The standard method of determining when a delay in diagnosis occurred is a retrospective case review [12], [13]. High-quality reviews are challenging for several reasons. First, there are multiple definitions of delayed diagnosis, including diagnostic error [1], [8], undesirable diagnostic event [14], or missed opportunity to improve diagnosis [15]. The missed opportunity to improve diagnosis has emerged as a key concept in diagnostic safety [16], [17]. The missed opportunity concept has valuable properties including its inherent connectedness to improvement efforts and its neutral connotation. Second, case reviews are inherently subjective, and when case reviewers disagree, resolution of disagreement may be difficult [18].

Multi-disciplinary expert consensus case review overcomes the subjectivity of individual case review but is inherently time-intensive [18]. To overcome that barrier, we used multi-expert consensus to develop a condition-specific case review guide to inform case review by individuals. The guide would include a wide spectrum of case vignettes for three key serious pediatric emergency conditions: appendicitis, new-onset diabetic ketoacidosis (DKA), and sepsis. These conditions were chosen to represent a spectrum of serious pediatric conditions and rapidity of progression. With the aid of this guide, individuals could then review a case and more objectively grade the likelihood of a delayed diagnosis than would be possible without the guide. The overall goal of this study was to produce a case review guide for the included conditions and to understand the types of cases in which consensus is not possible.

Materials and methods

Study design

We performed a Delphi [19] study to assess case vignettes of appendicitis, DKA, and sepsis diagnosed on a second visit to an ED, to determine the likelihood of a delayed diagnosis having occurred. The Institutional Review Board deemed the study not human subjects research and thus it was exempt from review.

Participants

Condition- and discipline-specific experts were approached to join one of three expert consensus panels (Table 1). Experts were identified through involvement in diagnostic error work (e. g. being an institutional diagnostic safety leader or having federal funding to conduct diagnostic safety research) or because of publications attesting to content expertise (e. g. pediatric sepsis research leader or diabetes clinical trialist). Two study authors (KAM and ELA) participated in the case reviews for all three conditions.

Table 1:

Composition of the Delphi panels by specialty. One general emergency physician and one pediatric emergency physician participated in all three panels. One pediatric endocrinologist had additional training in pediatric critical care. Specialties were selected for expertise in diagnosis in the emergency care setting.
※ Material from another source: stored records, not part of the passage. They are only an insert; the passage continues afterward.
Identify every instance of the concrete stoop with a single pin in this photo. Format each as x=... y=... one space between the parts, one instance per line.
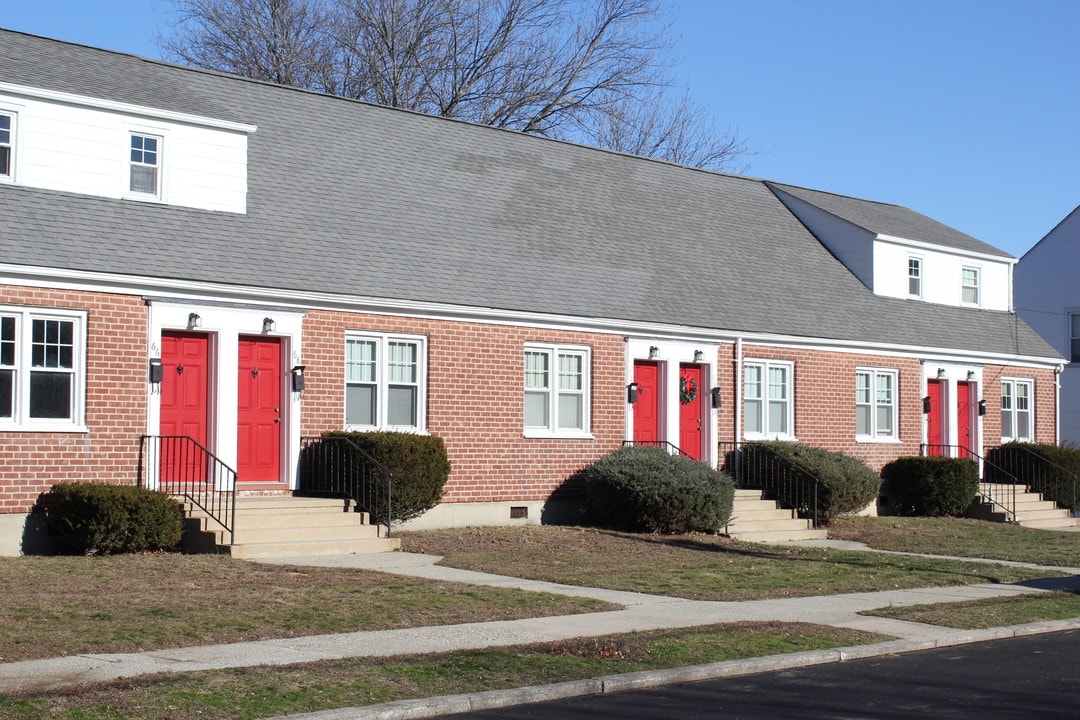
x=755 y=519
x=1031 y=510
x=283 y=526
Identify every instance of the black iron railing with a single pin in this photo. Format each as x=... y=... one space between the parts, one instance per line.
x=998 y=487
x=757 y=466
x=1039 y=474
x=183 y=467
x=339 y=467
x=663 y=445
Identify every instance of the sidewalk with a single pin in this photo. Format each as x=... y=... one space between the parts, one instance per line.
x=640 y=612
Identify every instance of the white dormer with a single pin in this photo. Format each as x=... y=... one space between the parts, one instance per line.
x=95 y=147
x=898 y=253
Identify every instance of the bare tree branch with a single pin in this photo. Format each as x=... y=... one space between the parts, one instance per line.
x=586 y=70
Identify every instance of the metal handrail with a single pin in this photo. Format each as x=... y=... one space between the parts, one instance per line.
x=997 y=486
x=1040 y=474
x=180 y=466
x=755 y=465
x=663 y=445
x=335 y=465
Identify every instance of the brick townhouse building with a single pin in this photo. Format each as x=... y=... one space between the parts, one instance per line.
x=178 y=245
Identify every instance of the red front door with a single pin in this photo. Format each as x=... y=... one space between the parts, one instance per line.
x=259 y=419
x=691 y=413
x=935 y=424
x=185 y=403
x=647 y=407
x=963 y=426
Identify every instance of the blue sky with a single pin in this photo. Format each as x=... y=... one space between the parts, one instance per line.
x=964 y=110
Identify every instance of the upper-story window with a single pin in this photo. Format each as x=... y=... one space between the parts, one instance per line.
x=1075 y=337
x=915 y=277
x=969 y=286
x=7 y=145
x=767 y=398
x=556 y=391
x=145 y=164
x=1016 y=409
x=385 y=382
x=875 y=404
x=41 y=366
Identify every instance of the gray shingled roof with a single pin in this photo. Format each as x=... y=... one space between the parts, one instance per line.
x=894 y=220
x=376 y=202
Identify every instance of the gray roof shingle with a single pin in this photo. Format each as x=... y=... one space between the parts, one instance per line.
x=377 y=202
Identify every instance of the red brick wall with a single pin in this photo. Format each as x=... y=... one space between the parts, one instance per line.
x=475 y=401
x=116 y=403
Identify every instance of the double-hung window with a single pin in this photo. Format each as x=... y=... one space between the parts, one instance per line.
x=41 y=369
x=7 y=146
x=969 y=286
x=1016 y=409
x=145 y=177
x=767 y=398
x=915 y=277
x=385 y=382
x=875 y=404
x=556 y=391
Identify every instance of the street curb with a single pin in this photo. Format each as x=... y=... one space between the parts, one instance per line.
x=430 y=707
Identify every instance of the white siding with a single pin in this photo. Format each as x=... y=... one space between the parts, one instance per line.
x=85 y=150
x=941 y=274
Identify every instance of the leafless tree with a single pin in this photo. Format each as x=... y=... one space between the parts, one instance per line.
x=594 y=71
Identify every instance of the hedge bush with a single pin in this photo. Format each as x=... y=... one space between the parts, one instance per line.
x=643 y=489
x=90 y=518
x=419 y=464
x=930 y=487
x=848 y=484
x=1056 y=478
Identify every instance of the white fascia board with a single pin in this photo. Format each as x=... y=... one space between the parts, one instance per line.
x=164 y=289
x=125 y=108
x=918 y=244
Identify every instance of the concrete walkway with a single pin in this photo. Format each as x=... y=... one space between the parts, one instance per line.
x=640 y=612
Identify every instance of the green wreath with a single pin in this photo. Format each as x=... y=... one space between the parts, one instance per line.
x=687 y=390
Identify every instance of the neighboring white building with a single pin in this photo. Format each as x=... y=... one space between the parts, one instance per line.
x=1048 y=298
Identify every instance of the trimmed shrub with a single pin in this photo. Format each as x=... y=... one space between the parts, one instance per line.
x=1055 y=478
x=848 y=484
x=643 y=489
x=90 y=518
x=419 y=464
x=931 y=487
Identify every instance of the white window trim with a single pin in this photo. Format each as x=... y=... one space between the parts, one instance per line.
x=1013 y=382
x=977 y=286
x=921 y=262
x=586 y=392
x=790 y=409
x=381 y=340
x=21 y=420
x=160 y=135
x=875 y=436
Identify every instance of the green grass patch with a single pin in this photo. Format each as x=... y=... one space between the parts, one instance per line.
x=962 y=538
x=260 y=692
x=694 y=567
x=991 y=612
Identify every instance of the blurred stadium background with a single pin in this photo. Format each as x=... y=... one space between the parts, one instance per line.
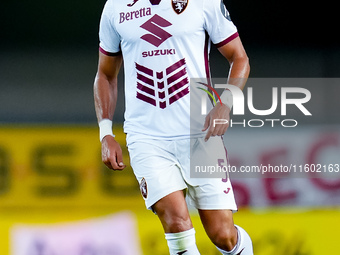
x=56 y=197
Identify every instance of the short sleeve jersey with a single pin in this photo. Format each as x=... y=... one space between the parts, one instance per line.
x=164 y=44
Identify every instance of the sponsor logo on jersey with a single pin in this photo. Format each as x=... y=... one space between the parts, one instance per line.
x=143 y=188
x=179 y=5
x=126 y=16
x=161 y=89
x=155 y=26
x=163 y=52
x=225 y=11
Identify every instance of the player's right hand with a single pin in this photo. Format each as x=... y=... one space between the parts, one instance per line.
x=112 y=155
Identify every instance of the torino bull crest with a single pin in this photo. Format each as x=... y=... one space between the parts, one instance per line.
x=179 y=5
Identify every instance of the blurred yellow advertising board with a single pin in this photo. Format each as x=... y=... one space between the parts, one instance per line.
x=60 y=166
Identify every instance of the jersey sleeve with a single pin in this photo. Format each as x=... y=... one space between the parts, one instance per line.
x=108 y=36
x=218 y=23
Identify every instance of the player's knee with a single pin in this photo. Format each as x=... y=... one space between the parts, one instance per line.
x=178 y=223
x=225 y=238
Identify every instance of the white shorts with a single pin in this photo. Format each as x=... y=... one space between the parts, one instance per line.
x=163 y=167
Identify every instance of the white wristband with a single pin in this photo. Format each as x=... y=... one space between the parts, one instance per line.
x=227 y=98
x=105 y=128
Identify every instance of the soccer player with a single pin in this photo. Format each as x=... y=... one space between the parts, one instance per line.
x=165 y=43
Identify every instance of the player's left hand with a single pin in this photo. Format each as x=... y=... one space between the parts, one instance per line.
x=219 y=112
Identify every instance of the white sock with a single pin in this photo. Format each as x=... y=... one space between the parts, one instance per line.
x=244 y=244
x=182 y=243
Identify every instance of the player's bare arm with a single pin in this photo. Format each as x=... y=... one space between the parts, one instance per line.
x=105 y=97
x=238 y=75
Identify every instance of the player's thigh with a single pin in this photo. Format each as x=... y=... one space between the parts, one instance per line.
x=156 y=170
x=173 y=212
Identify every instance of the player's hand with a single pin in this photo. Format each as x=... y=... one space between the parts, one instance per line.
x=220 y=112
x=112 y=155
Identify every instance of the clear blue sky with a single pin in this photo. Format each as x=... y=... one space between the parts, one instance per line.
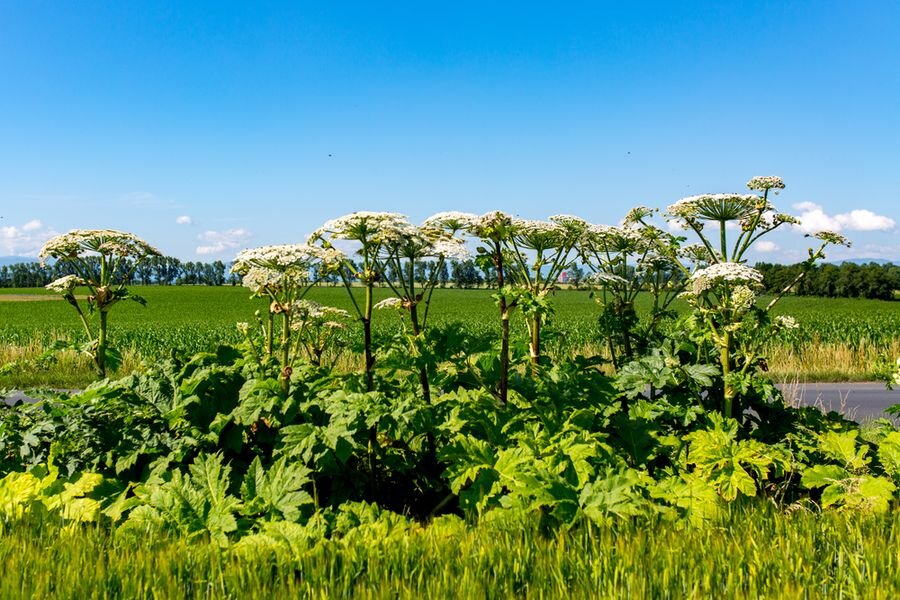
x=260 y=120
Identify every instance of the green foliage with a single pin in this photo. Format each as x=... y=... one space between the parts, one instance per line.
x=731 y=466
x=849 y=484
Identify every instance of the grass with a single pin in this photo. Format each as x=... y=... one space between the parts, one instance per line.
x=839 y=339
x=757 y=552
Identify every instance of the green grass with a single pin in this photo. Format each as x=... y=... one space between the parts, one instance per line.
x=839 y=339
x=758 y=552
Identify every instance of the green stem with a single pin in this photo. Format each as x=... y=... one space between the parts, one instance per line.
x=285 y=352
x=270 y=325
x=101 y=345
x=723 y=240
x=725 y=359
x=367 y=339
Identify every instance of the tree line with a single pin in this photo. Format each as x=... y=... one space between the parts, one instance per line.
x=847 y=280
x=167 y=270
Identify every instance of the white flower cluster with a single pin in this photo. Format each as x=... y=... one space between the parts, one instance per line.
x=638 y=214
x=771 y=220
x=98 y=241
x=708 y=277
x=261 y=279
x=362 y=226
x=452 y=220
x=450 y=248
x=715 y=207
x=697 y=253
x=831 y=237
x=571 y=223
x=606 y=238
x=387 y=303
x=766 y=183
x=284 y=257
x=65 y=285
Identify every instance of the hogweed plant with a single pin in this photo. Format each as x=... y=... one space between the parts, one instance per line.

Appendicitis Diabetic ketoacidosis Sepsis
General emergency (n=2) General emergency (n=1) General emergency (n=1)
General pediatrics (n=2) Pediatric emergency (n=4) Pediatric emergency (n=4)
Pediatric emergency (n=4) Pediatric endocrinology (n=2)
Pediatric surgery (n=2)

Case vignettes

The study authors developed a series of case vignettes for each condition. The vignettes were intended to represent cases a clinician might evaluate in an ED setting, and were based on clinical experience from prior similar case reviews [20]. In each vignette, a fictitious patient is known to have a diagnosis of one of the included conditions (e. g. appendicitis). The patient had a previous visit to the ED within 7 days in which the diagnosis was not made, as this time window is a boundary frequently used for measuring ED revisits [21]. Details of the previous visit were given, and the panelist determined whether a delayed diagnosis was likely; for example:

A 5-year-old female has appendicitis. She had a visit to an emergency department 3 days previously for a complaint of abdominal pain. The doctor obtained blood testing that showed a white blood cell count of 15,000 and the patient had severe pain in the right abdomen. The doctor diagnosed the patient with constipation and sent her home.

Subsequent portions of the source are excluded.